What reminded me of the the Lemmon story was when I saw him in earlier roles in Poverty Row titles. One in particular, which may go down as one of my favorite new discoveries of the year is Hearts of Humanity. Here he plays the affected child, suddenly orphaned, new to the States, who is the honorable one, who sets the example for his wayward, newly-adopted brother and sacrifices himself for him. The only thing off about him at all is his Irish accent, but that wasn’t uncommon back then. Not that Searl wasn’t adept at an accent. In fact, before I decided to do this focus on him I thought his playing American was putting on an accent not when he was playing British, which he did often.

So in that film, and in other titles like One Year Later and High Gear, all of a sudden there was this complete other side to him. Granted the writing, such that it was, made him obviously perceived as a likable character, but he pulls it off with ease. Many mature, trained actors have issues not only shaking their persona but their perception. Searl was the pre-eminant, go-to jerk of the young actor set around this time (the early-to-mid-1930s). But playing the good kid was his “Shakespeare;” he was good at it but he was so much better at engendering an audience’s antipathy that he got those roles more often then not when the studio films came his way.

Little Lord Fauntleroy (1936, Selznick)

Peck’s Bad Boy is another film wherein you see him in his more usual mold, whereas Jackie Cooper, being the lead is a more rounded character and has justifications for his actions; he’s merely antagonistic. In fact, in one of his first appearances, The Sins of the Children, his type was set as his sole purpose in playing the younger version of one of the main characters was to be bratty. Slightly different from those two, but still on the unlikable end of the spectrum, was his turn as the doltish false claimant to the title in Little Lord Fauntleroy.

No Greater Glory (1934, MGM)

Of the films of his I’ve seen thus far he had one role of significant size that had an arc, and change of heart. In No Greater Glory he starts off in the vein you most often saw him: officious, haughty and bothersome. As events transpire, however, he softens. The maturation of the characters, as well as the message conveyed are among the things that make that particular film so powerful. That same year saw the release of A Wicked Woman, which implemented well his ability to cry and allowed him to play the victim. As he grew, parts that allowed him to show both sides of his ability came more frequently. In Little Tough Guy he does end up being a slimy type, but if you didn’t know who he was you’d buy the nice, rich kid act he pulls through the first few scenes, but slowly and surely he shows his character’s true colors. It may not be his most impressive turn, but there’s a confident ease to all he does that stands as a harbinger of the long-lasting ability to do character work that he found later on.

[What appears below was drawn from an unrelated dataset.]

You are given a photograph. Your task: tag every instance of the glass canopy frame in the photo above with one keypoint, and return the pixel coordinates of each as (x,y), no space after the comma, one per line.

The generation of young actors that graced the silver screen when sound was in its infancy was perhaps one of the deepest in movie history. If you follow the trajectory of a lot young performers, many of whom were usually relegated to supporting roles, you could really see just how gifted a lot of these actors are – the fact that a talent like Searl’s was usually utilized as a supplement is testament to that, but it does not make his work any less effective or memorable.